1a. 45 rule on N9 3 innies R7C789 = 10 can only be {136} -> R7C7 = 1, R7C89 = {36}, locked for R7 and N9, clean-up: no 8 in R7C56, no 4,7,9 in R89C7
1b. Naked pair {28} in R89C7, locked for C7 and N9 -> R6C78 = [52], clean-up: no 8 in R45C8, no 7 in R6C56, no 6 in 108x(3) cage at R3C7
1c. Killer pair 2,4 in R7C56 and 60x(3) at R8C5, locked for N8
1d. Naked pair {18} in R89C6, locked for C6 and N8, clean-up: no 4 in R6C5
1e. Naked triple {135} in 15x(3) at R1C9, locked for N3
1f. Naked pair {49} in R3C78, locked for R3, N3 and 108x(3) at R3C7 -> R4C7 = 3, clean-up: no 6 in R4C34, no 7 in R45C8, no 4 in 96x(3) cage at R3C9
1g. Naked pair {67} in R12C7, locked for C7 and N3 -> R1C8 = 8, R3C9 = 2
1h. Naked pair {68} in R45C9, locked for N6, 6 locked for C9 -> R7C89 = [63], clean-up: no 4 in R45C8
1i. Naked pair {15} in R12C9, locked for C9 and N3 -> R2C8 = 3
1j.
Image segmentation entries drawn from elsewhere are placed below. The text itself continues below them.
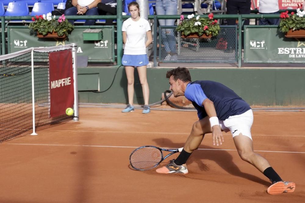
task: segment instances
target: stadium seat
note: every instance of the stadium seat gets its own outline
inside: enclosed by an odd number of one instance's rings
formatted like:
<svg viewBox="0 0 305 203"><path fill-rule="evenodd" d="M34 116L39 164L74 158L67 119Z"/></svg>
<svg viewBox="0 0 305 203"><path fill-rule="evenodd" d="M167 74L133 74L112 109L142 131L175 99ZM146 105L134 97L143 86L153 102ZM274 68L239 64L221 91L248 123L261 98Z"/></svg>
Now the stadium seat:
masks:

Naked pair {19} in R45C8, 9 locked for C8 and N6 -> R3C78 = [94], R5C7 = 4, R6C9 = 7
1k. 60x(3) cage at R1C6 = {256/345}, 5 locked for C6 and N2, clean-up: no 4 in R7C5
1l. 2-(2) at R6C3 = {13/46/68}, no 9
1m. Combined cages 2-(2) at R6C3 and R6C56 = {13}{48}/{46/68}{39}, 3 locked for R6
1n. 60x(3) cage at R8C5 = {256/345}, 5 locked for N8, clean-up: no 4 in R7C6
1o. Naked pair {27} in R7C56, locked for R7 and N8, clean-up: no 6 in 60x(3) cage at R8C5
1p. Naked triple {345} in 60x(3) cage, 3 locked for N8 -> R78C4 = [96], clean-up: no 4,8 in R6C3
1q. Naked triple {458} in R7C123, locked for N7, clean-up: no 2,3 in R9C12
1r. Naked pair {16} in R9C23, locked for N7, 1 locked for R9 -> 8x(3) cage at R8C6 = [18], R89C7 = [82]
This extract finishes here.